В общем, невооружённым глазом было видно: новая газета за какие-то пару месяцев превратилась фактически в придаток к кочетовской «Литгазете». Команда ястребов из лагеря охранителей вполне могла праздновать свою очередную победу.






Виктор ПОЛТОРАЦКИЙ и Всеволод КОЧЕТОВ: дружба, соперничество или рознь?
Виктор ПОЛТОРАЦКИЙ и Всеволод КОЧЕТОВ: дружба, соперничество или рознь?
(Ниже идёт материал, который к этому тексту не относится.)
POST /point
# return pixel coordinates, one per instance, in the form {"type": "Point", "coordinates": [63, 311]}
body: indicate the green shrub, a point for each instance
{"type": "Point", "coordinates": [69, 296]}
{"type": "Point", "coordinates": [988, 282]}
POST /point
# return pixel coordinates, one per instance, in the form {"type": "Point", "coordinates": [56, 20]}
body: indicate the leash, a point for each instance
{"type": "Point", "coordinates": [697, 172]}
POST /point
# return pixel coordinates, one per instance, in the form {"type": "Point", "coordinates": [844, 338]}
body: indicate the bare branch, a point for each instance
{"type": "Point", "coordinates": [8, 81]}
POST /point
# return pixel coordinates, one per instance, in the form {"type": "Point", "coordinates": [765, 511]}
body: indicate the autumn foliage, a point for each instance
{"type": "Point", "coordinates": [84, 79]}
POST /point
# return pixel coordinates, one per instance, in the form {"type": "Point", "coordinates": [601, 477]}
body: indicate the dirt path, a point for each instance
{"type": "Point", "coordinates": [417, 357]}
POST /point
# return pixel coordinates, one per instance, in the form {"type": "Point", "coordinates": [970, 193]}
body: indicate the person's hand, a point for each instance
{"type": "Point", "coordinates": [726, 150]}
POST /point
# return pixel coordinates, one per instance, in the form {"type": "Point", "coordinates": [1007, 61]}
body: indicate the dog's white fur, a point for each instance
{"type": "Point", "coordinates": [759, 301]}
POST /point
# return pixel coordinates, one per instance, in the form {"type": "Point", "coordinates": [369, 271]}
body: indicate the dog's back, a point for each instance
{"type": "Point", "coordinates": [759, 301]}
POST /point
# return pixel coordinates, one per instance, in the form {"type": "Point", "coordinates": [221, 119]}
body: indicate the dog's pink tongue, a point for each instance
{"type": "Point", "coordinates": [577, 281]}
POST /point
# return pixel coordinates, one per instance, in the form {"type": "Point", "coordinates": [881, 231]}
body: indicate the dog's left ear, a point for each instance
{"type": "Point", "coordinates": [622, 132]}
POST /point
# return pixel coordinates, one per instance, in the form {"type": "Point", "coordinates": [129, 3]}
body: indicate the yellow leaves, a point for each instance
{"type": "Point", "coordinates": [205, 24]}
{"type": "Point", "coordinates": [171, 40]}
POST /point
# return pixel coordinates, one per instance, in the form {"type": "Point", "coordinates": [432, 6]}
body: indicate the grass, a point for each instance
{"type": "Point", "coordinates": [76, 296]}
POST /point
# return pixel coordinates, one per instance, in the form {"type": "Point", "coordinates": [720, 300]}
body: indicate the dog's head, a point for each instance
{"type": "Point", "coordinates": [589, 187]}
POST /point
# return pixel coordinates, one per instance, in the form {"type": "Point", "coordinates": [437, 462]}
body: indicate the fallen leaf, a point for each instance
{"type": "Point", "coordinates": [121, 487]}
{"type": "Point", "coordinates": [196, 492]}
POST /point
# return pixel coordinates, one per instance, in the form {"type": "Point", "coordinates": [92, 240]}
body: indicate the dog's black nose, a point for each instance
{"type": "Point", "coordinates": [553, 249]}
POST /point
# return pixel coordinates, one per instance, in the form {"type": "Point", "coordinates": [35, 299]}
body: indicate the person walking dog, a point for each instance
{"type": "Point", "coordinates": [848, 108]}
Курс Полторацкого 13 июня 1958 года получил официальное одобрение в постановлении бюро оргкомитета Союза писателей России. В этом документе говорилось: «Итоги первых месяцев работы редакции показывают, что газета «Литература и жизнь» занимает правильную линию, определённую политикой партии в области литературы и искусства. Последние номера газеты стали содержательнее и лучше. Однако «Литература и жизнь» ещё не приобрела своего ярко выраженного лица газеты писателей Российской Федерации как по оформлению, так и по характеру публикуемых материалов. В газете ещё мало критических и проблемных статей <…> Организационно-пусковой период в газете явно затянулся. Условия работы редакции ненормальны. По зарплатам и штатам редакция газеты «Литература и жизнь» находится в худших условиях по сравнению с другими аналогичными изданиями».


Из генералов охранительного лагеря с такими оценками не согласился, кажется, один лишь Всеволод Кочетов. Ему первые шаги «Литературы и жизни» как раз очень не понравились.


Нет, серьёзных идейных расхождений между ним и Полторацким никогда не существовало. Они оба не доверяли организаторам и авторам первого «оттепельного» альманаха «Литературная Москва». Ни «Литгазета», ни «Литература и жизнь» не сильно жаловали Паустовского и Каверина. Оба издания весьма критически относились к выходцам из одесской литературной школы. Не имея хорошего литературного вкуса, Кочетов и Полторацкий всячески поощряли беспомощные опусы своих идейных соратников.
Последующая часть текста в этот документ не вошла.